Потом вдруг подумалось: «Ах, если бы у меня была дочь, девочка! Я бы так постаралась! Господи, как бы я постаралась быть ее другом, оберегать ее от всех забот, заслонять, прикрывать… Биться за нее не за жизнь, а на смерть! Но дочки у меня не будет. И сына не будет. Никогда».
Про работу не думалось. Решила, через месяц-другой. Да и какой из нее работник! Размазанная, как варенье по столу, растертая в мелкую крошку, растекшаяся прокисшим киселем баба. Зеркала она избегала, знала: ничего хорошего там не увидит. Тусклые волосы, тусклые глаза, тусклое лицо.
Она не страдала так, как обычно страдает брошенная женщина. Понимала, что все должно было закончиться. Только не так быстро, не так неожиданно. Обида почти поглотила страдания.
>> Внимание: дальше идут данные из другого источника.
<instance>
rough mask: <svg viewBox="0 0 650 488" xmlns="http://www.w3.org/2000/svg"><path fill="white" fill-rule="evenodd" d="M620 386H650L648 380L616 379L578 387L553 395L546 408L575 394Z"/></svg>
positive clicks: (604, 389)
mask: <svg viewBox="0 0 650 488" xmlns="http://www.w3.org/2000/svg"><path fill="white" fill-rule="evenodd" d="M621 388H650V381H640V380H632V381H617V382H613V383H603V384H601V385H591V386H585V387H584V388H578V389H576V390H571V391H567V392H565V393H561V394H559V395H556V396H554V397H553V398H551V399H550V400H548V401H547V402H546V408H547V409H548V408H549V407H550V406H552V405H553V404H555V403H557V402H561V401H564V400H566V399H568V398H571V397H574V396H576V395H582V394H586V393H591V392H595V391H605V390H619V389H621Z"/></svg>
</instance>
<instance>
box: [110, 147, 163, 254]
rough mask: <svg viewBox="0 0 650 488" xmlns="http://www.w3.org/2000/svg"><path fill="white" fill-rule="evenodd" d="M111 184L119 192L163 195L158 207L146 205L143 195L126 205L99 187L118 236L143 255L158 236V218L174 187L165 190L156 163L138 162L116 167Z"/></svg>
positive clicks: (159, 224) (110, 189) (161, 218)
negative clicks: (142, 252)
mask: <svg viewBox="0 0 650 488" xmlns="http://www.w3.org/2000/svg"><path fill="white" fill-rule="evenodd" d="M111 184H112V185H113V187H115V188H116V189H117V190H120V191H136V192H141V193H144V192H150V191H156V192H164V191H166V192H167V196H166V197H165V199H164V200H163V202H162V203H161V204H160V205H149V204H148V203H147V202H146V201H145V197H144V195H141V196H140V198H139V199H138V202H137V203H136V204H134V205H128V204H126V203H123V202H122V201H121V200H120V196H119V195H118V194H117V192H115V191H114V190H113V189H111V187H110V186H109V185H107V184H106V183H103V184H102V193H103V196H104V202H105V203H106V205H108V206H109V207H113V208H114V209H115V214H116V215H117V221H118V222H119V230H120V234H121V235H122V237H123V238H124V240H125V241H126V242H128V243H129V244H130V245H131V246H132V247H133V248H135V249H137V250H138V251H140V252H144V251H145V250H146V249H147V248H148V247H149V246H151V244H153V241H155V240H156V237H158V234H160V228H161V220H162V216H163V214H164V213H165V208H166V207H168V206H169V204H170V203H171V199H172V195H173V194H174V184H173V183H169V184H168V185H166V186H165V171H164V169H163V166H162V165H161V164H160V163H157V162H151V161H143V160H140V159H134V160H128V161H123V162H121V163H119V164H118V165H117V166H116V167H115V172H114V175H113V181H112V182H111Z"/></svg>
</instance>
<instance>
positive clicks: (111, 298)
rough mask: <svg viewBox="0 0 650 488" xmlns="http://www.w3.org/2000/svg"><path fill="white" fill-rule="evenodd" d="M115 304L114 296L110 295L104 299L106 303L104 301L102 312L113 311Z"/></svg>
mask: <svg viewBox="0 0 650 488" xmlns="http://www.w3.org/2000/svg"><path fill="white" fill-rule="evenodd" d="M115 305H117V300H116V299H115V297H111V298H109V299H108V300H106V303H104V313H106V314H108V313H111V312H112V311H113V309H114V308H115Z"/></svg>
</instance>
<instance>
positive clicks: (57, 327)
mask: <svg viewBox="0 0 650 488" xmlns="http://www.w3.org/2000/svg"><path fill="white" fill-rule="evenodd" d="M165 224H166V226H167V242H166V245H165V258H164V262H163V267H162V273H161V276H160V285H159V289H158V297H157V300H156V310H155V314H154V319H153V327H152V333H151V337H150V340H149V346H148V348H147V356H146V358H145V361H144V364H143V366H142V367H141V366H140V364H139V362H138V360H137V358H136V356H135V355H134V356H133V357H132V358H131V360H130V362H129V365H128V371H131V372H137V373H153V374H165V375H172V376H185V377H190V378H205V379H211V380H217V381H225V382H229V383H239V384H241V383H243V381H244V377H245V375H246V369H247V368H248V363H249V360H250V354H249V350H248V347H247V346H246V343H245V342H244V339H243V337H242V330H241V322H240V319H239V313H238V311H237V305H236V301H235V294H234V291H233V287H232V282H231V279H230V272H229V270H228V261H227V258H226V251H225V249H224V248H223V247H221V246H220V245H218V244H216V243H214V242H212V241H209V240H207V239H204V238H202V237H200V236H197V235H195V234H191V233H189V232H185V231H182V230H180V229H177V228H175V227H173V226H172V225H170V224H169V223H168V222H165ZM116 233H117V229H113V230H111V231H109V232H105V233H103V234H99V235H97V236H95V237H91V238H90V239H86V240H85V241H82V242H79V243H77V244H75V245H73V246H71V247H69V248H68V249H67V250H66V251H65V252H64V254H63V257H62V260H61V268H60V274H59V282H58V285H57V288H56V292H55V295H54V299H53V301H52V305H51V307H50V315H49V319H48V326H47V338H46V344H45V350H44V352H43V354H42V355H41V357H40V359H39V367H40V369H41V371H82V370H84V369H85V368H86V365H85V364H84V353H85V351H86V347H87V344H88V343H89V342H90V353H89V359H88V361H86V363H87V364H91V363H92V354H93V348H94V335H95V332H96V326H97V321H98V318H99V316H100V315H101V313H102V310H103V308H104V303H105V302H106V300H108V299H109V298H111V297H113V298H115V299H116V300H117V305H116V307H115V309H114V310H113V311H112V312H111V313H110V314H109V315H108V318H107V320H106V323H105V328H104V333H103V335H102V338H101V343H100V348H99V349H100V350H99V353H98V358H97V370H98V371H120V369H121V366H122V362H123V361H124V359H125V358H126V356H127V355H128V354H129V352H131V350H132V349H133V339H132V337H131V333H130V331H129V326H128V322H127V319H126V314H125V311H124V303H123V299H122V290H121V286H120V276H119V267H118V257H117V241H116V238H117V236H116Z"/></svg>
Только гулкая пустота внутри, как будто из нее вытащили все содержимое. Пустота, но не легкость: тяжело поднять руку, тяжело встать с кровати. Хандра накрыла, как душное одеяло во сне, сбрасываешь, а потом мерзнешь и снова его натягиваешь. «Так и просплю всю зиму, – решила она. – Укроюсь потеплее и просплю. А к весне, может быть, проснусь. Или нет. Какая разница?»